Wednesday, July 11, 2012



But really.

If you haven't picked up a paper here yet, I highly suggest you do it (or at least look at the headlines, front page photos and their relationship too each other).

The first thing I noticed was the abundance of actual papers they have here. Standing in-line at TESCO it seems they're selling just as many papers as magazines. Second, was the bright advertisements on the cover saying "BUY OUR PAPER, WE'RE 20p CHEAPER!!!" (something along those lines). It is ludicrous. After getting over the shock of such bright colors, take a look at the type of stories they are reporting. The front page is more than often plastered with sensational news. You have to flip through the paper quite a ways to get to something that has some true news value.

It is also interesting to note that each paper has almost the exact same stories, but it different positions within the paper.

What separates them in competition?

With the decrease in American papers, how are these tabloid sorts still in such prominence in the UK?

Ad People, how do you feel about the blatant use of the front page advertising for their own product? More so, is there a ethical line crossed here?

Taken from the Society of Professional Journalists Code of Ethics:
"Distinguish news from advertising and shun hybrids that blur the lines between the two."

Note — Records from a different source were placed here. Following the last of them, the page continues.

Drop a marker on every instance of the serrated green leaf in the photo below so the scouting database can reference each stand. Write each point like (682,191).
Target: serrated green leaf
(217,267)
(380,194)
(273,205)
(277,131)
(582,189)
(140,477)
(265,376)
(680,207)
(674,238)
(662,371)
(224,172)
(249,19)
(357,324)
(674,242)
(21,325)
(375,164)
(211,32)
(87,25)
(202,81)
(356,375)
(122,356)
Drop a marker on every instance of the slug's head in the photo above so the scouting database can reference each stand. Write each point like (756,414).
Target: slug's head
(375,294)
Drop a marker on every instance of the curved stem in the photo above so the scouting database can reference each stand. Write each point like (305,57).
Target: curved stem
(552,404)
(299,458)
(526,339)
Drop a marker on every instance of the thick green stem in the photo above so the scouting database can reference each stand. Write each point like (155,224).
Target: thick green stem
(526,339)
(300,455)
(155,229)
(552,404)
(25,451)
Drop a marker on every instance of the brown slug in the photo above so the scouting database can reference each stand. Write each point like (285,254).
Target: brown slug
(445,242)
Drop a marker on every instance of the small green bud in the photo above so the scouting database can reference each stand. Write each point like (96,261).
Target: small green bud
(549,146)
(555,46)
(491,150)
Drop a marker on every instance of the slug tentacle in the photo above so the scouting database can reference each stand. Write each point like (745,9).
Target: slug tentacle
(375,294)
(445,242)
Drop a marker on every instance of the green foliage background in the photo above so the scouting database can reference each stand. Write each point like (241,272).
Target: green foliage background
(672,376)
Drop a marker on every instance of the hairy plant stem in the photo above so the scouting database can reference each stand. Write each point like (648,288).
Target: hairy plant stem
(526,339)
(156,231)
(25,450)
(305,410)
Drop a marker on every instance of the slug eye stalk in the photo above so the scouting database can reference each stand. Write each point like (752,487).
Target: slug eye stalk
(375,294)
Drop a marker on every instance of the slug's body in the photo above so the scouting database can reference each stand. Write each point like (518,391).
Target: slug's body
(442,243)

Just flip through a few of the papers next time you're in Morton's. Its worth it. . .  

1 comment:

  1. I noticed this with the suspected terror plots that have occured lately in and around London, along with the obvious suspicion of terrorist activity during the Olympics. TERROR! That was the headline. And on the front was a standard picture of a bus where some suspicious act had occured the day before. Interesting stuff, because tabloids and yellow journalism has died in a big way in America in regards to newspapers (at least relative to the UK.) You make a great point regarding the "front page advertising." When news starts to become a medium in which manipulation and persuation exists as a means towards generating sales, stories begin to lose credibility fast. In my mind, the front page should tell you everything in the paper. Leave it to magazines, who profit from telling stories in creative, engaging and entertaining fashions, to glam up their covers. But where there is competition, ethical codes will be violated. What are the laws like in the UK that ethical journalism?